Activation Checkpointing: Trading Computation for Memory in Deep Learning
Introduction
Modern deep learning models have grown to incredible sizes – from millions to billions of parameters. Training these massive models presents a significant challenge: GPU memory consumption.
During training, neural networks need to store not just model parameters but also intermediate activation values for backpropagation, creating a memory bottleneck that can prevent researchers from training larger models or using reasonable batch sizes.

Activation Checkpointing (also called Gradient Checkpointing) is an elegant solution to this challenge. Rather than storing all intermediate activations during the forward pass, this technique strategically saves only a subset at “checkpoint” locations, then regenerates the others when needed during backpropagation.
This approach offers a compelling tradeoff: trading additional computation (recomputing activations) for significant memory savings. For many large-scale models like transformers, this technique has become essential, enabling training that would otherwise be impossible on available hardware.

How Activation Checkpointing Works
The Memory Problem in Backpropagation
To understand activation checkpointing, we first need to recognize why training neural networks is memory-intensive:
- Forward Pass: As input data flows through the network, each layer produces intermediate activation outputs.
- Storage Requirement: These activations must be stored in memory because they’re needed to compute gradients during backpropagation.
- Memory Bottleneck: For deep networks, storing all these activations can consume gigabytes of GPU memory, especially with large batch sizes.
For a network with L layers and batch size N, memory consumption for activations grows as O(N × L), potentially exceeding available GPU memory for large models.
Core Mechanics of Checkpointing
Activation checkpointing addresses this problem through a clever strategy:
- Strategic Segmentation
The network is divided into segments, with activation values stored only at segment boundaries (“checkpoints”). - Selective Storage During Forward Pass
- Only checkpoint activations are retained in memory
- Intermediate activations between checkpoints are computed and then discarded
- Recomputation During Backward Pass
- When backpropagation reaches a segment, the forward pass for that segment is recomputed
- This regenerates the previously discarded intermediate activations
- Gradients are then calculated using these recomputed values

This approach dramatically reduces “peak memory usage” at the cost of performing additional forward pass computations.
The Memory-Computation Tradeoff
Let’s quantify the benefits and costs:
- Without Checkpointing:
- Memory usage for activations: O(N × L)
- Computation cost: 1 forward pass + 1 backward pass
- With Checkpointing:
- Memory usage: Can be reduced to O(N × √L) by using √L checkpoints
- Computation cost: 1 forward pass + (1 forward pass during backprop) + 1 backward pass
- Computational overhead: Up to 50% increase (maximum is doubling computation)

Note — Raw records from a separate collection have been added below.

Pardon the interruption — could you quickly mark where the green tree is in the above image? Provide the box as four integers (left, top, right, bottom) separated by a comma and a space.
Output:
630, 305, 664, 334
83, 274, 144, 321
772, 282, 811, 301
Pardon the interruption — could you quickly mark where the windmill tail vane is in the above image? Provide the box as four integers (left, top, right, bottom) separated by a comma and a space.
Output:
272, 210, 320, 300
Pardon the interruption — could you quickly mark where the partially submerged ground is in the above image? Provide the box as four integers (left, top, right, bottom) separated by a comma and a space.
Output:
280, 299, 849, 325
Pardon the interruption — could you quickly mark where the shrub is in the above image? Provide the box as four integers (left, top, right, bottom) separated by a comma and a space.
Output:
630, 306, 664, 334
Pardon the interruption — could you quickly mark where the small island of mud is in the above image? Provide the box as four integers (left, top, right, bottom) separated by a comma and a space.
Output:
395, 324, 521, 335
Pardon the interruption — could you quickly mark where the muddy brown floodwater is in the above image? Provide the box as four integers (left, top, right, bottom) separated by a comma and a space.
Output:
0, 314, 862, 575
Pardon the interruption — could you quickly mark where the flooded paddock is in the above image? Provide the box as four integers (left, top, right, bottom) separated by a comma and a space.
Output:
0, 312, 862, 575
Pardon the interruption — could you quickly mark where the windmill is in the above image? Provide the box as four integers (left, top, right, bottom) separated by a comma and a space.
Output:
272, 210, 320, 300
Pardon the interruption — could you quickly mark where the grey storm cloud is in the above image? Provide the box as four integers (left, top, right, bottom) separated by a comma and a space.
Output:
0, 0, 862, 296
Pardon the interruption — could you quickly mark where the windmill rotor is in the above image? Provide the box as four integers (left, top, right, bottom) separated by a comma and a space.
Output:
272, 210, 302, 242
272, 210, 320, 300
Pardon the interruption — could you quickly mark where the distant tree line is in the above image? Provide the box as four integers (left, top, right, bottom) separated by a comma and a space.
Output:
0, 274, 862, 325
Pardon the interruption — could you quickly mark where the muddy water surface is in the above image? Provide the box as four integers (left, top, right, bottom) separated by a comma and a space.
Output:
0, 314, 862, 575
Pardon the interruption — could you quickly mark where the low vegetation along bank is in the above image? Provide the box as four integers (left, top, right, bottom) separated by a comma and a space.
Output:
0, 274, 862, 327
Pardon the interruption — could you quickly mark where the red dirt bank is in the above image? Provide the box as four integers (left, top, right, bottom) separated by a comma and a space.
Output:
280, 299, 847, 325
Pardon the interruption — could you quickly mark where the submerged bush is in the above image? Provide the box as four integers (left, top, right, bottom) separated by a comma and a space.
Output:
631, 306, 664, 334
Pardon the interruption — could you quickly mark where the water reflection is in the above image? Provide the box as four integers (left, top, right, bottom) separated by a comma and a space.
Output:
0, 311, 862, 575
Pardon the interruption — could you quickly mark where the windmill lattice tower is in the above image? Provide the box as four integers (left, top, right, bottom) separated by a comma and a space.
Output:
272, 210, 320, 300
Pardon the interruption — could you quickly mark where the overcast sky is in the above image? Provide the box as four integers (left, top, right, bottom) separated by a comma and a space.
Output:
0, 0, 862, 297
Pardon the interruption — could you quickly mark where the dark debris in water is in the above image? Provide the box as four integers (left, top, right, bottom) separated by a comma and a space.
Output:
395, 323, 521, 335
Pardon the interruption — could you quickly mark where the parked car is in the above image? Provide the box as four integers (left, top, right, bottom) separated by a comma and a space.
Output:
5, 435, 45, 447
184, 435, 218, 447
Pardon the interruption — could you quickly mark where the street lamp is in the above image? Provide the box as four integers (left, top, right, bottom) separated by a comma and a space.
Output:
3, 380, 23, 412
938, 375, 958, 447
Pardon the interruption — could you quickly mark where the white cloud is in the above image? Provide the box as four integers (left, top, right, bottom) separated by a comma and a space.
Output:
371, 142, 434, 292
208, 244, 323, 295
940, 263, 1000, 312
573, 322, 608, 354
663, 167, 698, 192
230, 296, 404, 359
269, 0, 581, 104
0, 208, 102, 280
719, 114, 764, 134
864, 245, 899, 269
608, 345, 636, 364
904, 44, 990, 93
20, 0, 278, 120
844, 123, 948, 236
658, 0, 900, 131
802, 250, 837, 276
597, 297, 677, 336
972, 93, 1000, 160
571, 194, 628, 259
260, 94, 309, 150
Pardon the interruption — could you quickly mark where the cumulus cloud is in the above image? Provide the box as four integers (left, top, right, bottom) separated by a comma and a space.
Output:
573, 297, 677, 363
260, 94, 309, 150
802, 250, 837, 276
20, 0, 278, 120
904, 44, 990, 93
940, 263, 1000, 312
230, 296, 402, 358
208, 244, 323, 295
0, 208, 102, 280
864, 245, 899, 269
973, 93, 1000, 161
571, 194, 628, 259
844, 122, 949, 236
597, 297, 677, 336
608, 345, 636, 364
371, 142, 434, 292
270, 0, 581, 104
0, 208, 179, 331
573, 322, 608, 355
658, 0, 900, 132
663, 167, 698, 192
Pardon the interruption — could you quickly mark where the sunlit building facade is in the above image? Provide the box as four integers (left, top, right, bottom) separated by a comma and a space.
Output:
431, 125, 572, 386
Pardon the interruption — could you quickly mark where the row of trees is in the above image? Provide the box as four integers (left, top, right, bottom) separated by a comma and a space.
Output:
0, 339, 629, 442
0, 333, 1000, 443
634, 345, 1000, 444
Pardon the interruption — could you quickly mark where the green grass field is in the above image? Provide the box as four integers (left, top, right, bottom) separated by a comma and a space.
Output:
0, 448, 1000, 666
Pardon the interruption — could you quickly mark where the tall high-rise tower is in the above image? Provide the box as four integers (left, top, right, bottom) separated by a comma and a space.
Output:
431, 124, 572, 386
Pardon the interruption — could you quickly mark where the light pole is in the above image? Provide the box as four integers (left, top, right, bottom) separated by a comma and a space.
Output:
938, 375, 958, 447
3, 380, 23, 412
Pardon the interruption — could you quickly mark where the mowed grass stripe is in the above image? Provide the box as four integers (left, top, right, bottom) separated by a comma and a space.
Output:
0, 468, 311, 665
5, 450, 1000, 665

This tradeoff is highly favorable for memory-constrained scenarios, where the alternative would be to reduce batch size or model size.
Optimal Checkpoint Placement
The placement of checkpoints significantly impacts both memory savings and computational overhead. Three common strategies are:
- Uniform Checkpointing
Place checkpoints at equal intervals throughout the network. With √L evenly spaced checkpoints, memory complexity reduces to O(N × √L). - Nested Checkpointing
Apply checkpointing recursively, further reducing memory requirements at the cost of more recomputation. - Selective Checkpointing
Place checkpoints at layers with the largest activation memory footprints.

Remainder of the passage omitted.